In lots of old books I’ve read, calling somebody a scoundrel was a grave insult. The meaning seems to have softened slightly over the years, and is now on a par with being called a thug or hooligan. (Not that it’s good to be called those things even now.)
Agreed, I typically see “apace” following the word “proceed”: “Proceed apace to the governer’s office.”
Likewise, this is a scenario where I’ve typically seen the word “abreast” used.
ETA: Or simply “pace”, without the “a-” prefix: “we need to keep pace with the technology”.
In my hometown, “apace” was how much pie you would get after supper.
[paranoid, solipsistic git]
Which, pronounced PAY-see, PAW-chay, or PAW-kay, is also a preposition meaning “contrary to the opinion of (used with deference).” As I never encountered this word before 1991, I am of the firm opinion it was coined during my junior year in college simply to fuck with my head, and that the OED and other such resources were fiddled with to maintain the illusion. See also flammable, postpositive, and Merovingian.
[/paranoid solipsistic git]
I’d say it’s on the border between outdated and archaic. These days, it’s more likely that someone would be amused by your Ye Olde Timey choice of insults, than that they would be offended by it.
In “Requiem for a Heavyweight,” Mickey Rooney levels an angry blast at Maish, calling him in the most contemptuous way possible, a “fink.” In a more recent film, we might expect to hear SOB or MF, but I guess that’s the best they could get away with in those days.
Yeah, and scoundrel these days has a connotation of charm about it. We expect the speaker to smile indulgently while referring to the scoundrel.
Like that great romp flick “Dirty, Rotten, Scoundrels.” A personal favorite.
Have you found your penis yet?
ETA: By the way, you were my inspiration for my user name.
Way to hurt a guy, EP.
In L. M. Montgomery’s Anne of the Island (the second sequel to* Anne of Green Gables)* Anne goes to college. The author refers to freshmen (a word she uses sparingly) as “freshies” (male) and “freshettes” (female).
That might just be Canadian rather than old-timey; I heard the word “freshies” used to refer to freshmen circa 1990, for instance.
I said months down the road. It’s something I’ll just have to run across when looking through stories.
Another jarring term (for me): the word “lover” used to mean something like “suitor” or “wooer” or even “fiancé”.
Which reminds me - does anybody use the word “frosh” any more to refer to a freshman?
Yes. First week in most Canadian universities is known as ‘Frosh Week’.
At my alma mater (New Mexico State University, late 1980s & early 1990s), “frosh” was used by the school newspaper as an abbreviation. Usually plural.

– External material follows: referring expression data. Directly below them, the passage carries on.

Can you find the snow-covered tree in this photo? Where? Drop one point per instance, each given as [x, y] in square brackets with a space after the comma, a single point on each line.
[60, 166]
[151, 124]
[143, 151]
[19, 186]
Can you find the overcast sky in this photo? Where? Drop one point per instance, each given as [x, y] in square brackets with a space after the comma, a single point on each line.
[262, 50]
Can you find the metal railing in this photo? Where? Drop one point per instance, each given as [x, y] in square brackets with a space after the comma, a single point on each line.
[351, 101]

I always got weird looks when I used it. At my school the culture was to say first year anyway.
Another thing from the Anne of Green Gables books (that I bet isn’t just a Canadian thing, at least not anymore) is that adult married women, with the exception of family members and extremely close friends, are referred to as “Mrs. Harmon Andrews”, “Mrs. Eben Wright”, etc. That is, by their husbands’ names. Not just formally in writing, but in conversation. “Mrs. Eben Wright told me…” etc.
Back to “apace”, I just coincidentally came across this in a history of Sumeria, published in, I think, 1963:
“With this new insight into the Babylonian script, the decipherment could go on apace.”
The context is that figuring out how Sumerian writing worked had been going very slowly, until some discoveries about how Babylonian writing worked provided insight into how the Sumerian worked. After that, figuring out Sumerian went more quickly, or “apace”.
Both of these are in regular use in English English. Indeed, I’ve never heard of apace meaning “walking together.”